| # Microkernel naming conventions |
| |
| This documents deciphers XNNPACK's microkernels naming convention. |
| |
| ## General conventions |
| |
| Microkernel function names follow this convention: |
| |
| `xnn_<datatype>_<microkernel><activation?>_ukernel_<parameters>__<arch>` |
| |
| Where `<datatype>` can be: |
| |
| - `cs16` |
| - `f16` - 16-bit half precision float |
| - `f32` - 32-bit single precision float |
| - `qc8` |
| - `qs8` - quantized signed 8 bit |
| - `qu8` - quantized unsigned 8 bit |
| - `s16` |
| - `u32` |
| - `x8` |
| - `x16` |
| - `x24` |
| - `x32` |
| - `xx` |
| |
| `<microkernel>` is the type of microkernel, such as: |
| |
| - `gemm` |
| - `igemm` |
| - `avgpool` |
| |
| `<activation>` if supported for the microkernel is activation that is fused into |
| the microkernel: |
| |
| - `linear` |
| - `minmax` |
| - `relu` |
| |
| `<parameters>` are microkernel specific, and can mean different things depending |
| on the microkernel (see below for details). |
| |
| `<arch>` is the architecture the microkernel is optimized for, and can contain |
| further subdivisions for additional instruction sets supported on the specified |
| architecture, or processor information: |
| |
| - `scalar` |
| - `aarch32_neon_cortex_a55` |
| - `neonv8_mlal` |
| - `wasm` |
| - `avx512` |
| - `avx512skx` |
| |
| ## GEMM and IGEMM microkernels |
| |
| The `<parameters>` for GEMM and IGEMM microkernels represent the `mr` and `nr` |
| of the microkernel.

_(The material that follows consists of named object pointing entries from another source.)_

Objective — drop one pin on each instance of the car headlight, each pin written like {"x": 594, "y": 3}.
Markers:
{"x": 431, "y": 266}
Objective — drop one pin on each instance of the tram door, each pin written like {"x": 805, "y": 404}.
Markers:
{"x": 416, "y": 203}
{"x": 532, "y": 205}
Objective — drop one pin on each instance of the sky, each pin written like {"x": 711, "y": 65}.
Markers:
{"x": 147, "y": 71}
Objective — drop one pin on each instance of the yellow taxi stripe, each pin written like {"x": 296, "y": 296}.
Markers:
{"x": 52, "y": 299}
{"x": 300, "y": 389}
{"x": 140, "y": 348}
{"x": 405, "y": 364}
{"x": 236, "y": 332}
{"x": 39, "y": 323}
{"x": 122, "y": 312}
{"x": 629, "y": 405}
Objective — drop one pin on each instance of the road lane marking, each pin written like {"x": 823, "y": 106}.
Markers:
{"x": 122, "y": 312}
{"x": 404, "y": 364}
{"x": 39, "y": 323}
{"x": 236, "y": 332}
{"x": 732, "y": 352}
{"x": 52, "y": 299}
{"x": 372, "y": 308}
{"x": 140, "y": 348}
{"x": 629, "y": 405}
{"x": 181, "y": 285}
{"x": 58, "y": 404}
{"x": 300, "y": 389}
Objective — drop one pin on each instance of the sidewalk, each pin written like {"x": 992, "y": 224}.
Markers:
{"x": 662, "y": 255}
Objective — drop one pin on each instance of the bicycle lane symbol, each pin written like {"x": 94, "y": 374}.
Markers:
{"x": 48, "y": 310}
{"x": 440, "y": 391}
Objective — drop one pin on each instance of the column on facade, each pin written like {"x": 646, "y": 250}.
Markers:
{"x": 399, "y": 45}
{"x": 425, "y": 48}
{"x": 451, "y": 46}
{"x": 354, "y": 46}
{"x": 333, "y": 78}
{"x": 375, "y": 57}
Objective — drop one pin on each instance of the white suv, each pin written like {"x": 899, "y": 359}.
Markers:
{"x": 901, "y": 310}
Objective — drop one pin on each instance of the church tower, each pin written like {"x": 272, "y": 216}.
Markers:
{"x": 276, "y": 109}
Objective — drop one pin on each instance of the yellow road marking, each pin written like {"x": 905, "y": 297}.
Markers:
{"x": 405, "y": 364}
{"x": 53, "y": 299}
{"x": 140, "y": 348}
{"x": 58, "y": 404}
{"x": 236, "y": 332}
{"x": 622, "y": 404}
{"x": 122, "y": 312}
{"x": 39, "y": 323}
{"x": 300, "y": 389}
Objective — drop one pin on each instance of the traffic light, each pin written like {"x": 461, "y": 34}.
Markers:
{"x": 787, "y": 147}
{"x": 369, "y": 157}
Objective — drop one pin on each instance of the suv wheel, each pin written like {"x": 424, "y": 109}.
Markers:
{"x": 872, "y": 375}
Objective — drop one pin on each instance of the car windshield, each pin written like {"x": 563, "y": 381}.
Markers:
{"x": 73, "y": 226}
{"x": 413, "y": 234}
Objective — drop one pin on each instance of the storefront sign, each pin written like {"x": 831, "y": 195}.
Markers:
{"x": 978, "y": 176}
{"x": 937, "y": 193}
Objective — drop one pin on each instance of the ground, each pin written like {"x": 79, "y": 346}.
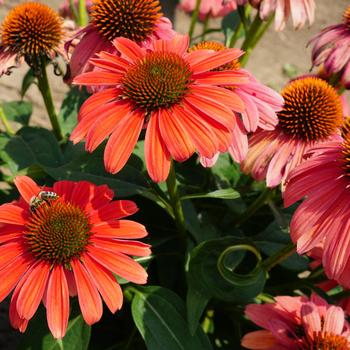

You can think of it as the number of rows and columns of the |
| output calculated by the microkernel. |
| |
| E.g. `xnn_f32_gemm_minmax_ukernel_4x8__aarch32_neon_cortex_a7` processes 32 |
| elements of the output matrix. |
| |
| ## Average Pooling and Global Average Pooling |
| |
| These microkernels come in 2 varieties, uni-pass and multi-pass. |
| |
| Uni-pass have `Cx` in their name, where `C` is a number. This microkernel |
| processes up to and including `C` elements. |
| |
| Multi-pass have `CpDx` in their name, where `C` and `D` are numbers. This |
| microkernel processes `D` elements in the first pass, and middle pass (which can |
| run multiple times), and up to `C` elements in the last pass. |
| |
| E.g. `xnn_f32_avgpool_minmax_ukernel_9x__neon_c4` can process up to 9 elements. |